Though I enjoyed working at the furniture store, I suffered some serious health complications; the years of paint and chemical fumes took a toll on me. Working indoors often with poor ventilation, I would get high on oil based paints. Many jobs required wood stripping – many dining rooms in these houses in Buffalo had wonderful wainscot panelling of oak, mahogany and other fine woods – we would cook up a special mixture of paint remover and Clorox that would strip the paint and bleach the wood at the same time. The toxicity of that is something awful, and I spent days, weeks breathing in such mixture in houses with, by our own poor decision making, poor ventilation. Either work in frigid conditions in the Buffalo winter or deal with some fumes. We chose the latter, being young and stupid.

Hitting Rock Bottom

It all came crashing down on me one night when my body simply gave out...I began convulsing and I felt like I was in some tunnel with the outside world far away. I was unable to sleep for over a day. I was freaked out and scared by my body's rejection of all the toxicity. It was a drastic wake-up call.
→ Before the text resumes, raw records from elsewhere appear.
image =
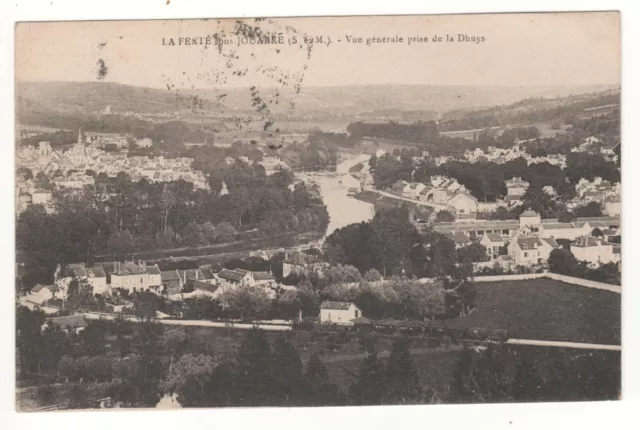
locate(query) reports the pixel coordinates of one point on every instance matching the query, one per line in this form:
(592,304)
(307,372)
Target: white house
(95,276)
(338,312)
(463,203)
(593,250)
(130,276)
(525,251)
(492,242)
(516,186)
(548,245)
(612,206)
(38,296)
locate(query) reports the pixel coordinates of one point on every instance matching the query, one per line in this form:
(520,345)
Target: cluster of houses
(594,145)
(529,240)
(68,170)
(442,191)
(108,279)
(606,194)
(504,155)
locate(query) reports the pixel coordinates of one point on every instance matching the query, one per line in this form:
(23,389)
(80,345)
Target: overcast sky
(519,50)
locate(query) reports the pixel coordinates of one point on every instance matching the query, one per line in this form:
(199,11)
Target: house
(95,276)
(492,242)
(459,239)
(41,197)
(435,195)
(612,206)
(264,278)
(516,187)
(463,202)
(38,296)
(300,263)
(525,251)
(131,277)
(339,312)
(236,276)
(190,274)
(414,190)
(400,187)
(593,250)
(69,323)
(205,289)
(548,245)
(530,221)
(171,281)
(155,276)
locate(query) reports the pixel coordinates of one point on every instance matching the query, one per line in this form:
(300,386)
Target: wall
(338,315)
(554,276)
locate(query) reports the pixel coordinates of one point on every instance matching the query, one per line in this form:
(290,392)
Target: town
(251,232)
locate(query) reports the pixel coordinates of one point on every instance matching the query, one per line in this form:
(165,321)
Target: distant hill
(349,103)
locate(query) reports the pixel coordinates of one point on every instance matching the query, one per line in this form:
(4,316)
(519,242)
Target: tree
(287,373)
(323,392)
(482,376)
(420,300)
(245,301)
(28,335)
(461,299)
(254,383)
(51,348)
(563,261)
(371,384)
(566,216)
(472,253)
(591,209)
(188,378)
(402,378)
(372,275)
(536,199)
(444,216)
(167,201)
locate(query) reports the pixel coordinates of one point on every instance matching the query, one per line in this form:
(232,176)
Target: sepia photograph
(317,211)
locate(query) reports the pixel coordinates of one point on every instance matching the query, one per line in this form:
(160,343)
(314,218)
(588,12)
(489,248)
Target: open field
(546,309)
(383,202)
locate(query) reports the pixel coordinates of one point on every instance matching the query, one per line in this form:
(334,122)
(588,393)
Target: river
(343,209)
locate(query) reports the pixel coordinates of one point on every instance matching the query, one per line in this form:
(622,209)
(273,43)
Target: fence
(557,277)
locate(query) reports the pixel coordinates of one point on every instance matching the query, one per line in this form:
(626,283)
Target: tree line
(121,216)
(141,363)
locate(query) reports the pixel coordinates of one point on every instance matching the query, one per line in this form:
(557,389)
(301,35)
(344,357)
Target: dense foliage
(122,217)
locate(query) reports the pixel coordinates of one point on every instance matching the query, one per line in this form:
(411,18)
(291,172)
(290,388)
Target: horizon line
(615,85)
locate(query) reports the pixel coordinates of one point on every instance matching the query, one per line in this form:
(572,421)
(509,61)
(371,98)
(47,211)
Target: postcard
(326,211)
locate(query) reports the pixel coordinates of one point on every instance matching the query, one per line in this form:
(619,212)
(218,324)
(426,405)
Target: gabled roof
(170,275)
(530,213)
(530,242)
(70,321)
(589,241)
(231,275)
(125,269)
(189,274)
(463,194)
(77,270)
(96,272)
(343,306)
(204,286)
(154,270)
(459,238)
(494,237)
(40,287)
(302,259)
(263,276)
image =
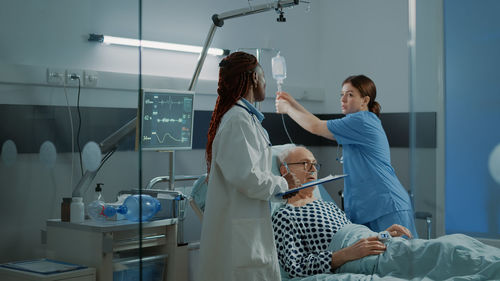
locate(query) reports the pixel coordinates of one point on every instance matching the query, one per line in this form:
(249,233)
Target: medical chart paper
(312,183)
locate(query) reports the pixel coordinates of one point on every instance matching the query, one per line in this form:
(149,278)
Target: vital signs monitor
(166,119)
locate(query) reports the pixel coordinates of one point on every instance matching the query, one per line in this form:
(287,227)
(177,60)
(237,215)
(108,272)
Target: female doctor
(237,237)
(373,194)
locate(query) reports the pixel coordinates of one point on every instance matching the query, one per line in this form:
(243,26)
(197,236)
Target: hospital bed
(197,203)
(475,253)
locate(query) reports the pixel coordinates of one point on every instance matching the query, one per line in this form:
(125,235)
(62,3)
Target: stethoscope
(259,126)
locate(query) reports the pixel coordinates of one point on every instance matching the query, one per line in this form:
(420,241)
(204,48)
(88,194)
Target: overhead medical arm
(106,146)
(218,21)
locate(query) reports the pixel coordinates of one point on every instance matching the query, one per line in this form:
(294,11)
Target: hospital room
(159,140)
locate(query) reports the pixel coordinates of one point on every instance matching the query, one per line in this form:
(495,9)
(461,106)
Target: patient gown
(306,236)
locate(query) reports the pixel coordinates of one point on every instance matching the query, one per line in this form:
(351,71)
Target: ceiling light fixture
(154,44)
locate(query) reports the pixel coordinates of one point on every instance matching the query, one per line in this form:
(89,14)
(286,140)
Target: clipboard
(312,183)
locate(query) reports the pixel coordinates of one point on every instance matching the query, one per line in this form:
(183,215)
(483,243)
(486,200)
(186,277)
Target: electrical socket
(90,78)
(73,81)
(55,76)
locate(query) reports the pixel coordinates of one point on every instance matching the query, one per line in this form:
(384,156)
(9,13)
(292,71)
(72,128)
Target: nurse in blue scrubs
(373,195)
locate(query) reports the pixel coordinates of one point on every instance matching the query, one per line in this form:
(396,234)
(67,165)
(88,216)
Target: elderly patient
(314,236)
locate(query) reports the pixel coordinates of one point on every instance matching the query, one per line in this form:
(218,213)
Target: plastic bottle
(77,210)
(65,209)
(95,209)
(130,208)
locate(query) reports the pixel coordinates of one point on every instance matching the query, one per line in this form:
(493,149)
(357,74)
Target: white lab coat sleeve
(243,161)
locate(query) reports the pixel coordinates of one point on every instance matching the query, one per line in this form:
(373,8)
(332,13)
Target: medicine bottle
(65,209)
(77,212)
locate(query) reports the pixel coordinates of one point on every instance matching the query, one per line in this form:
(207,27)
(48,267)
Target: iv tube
(279,74)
I had no health insurance to speak of and a resultant trip to a clinic produced a diagnosis that it was all in my mind, which utterly pissed me off . So I began a series of fasting and diets, such as raw foods and macrobiotics, that seemed to have a very beneficial result, but also resulted in a massive loss of weight. At one point I went down to about 110 pounds, which is profoundly rail thin for a 5 foot 8 inch man. And I got so weak that I could no longer lift furniture well, so my boss gently fired me. It's not fun being fired, but in the end it was another moment of 'fierce grace' in my life.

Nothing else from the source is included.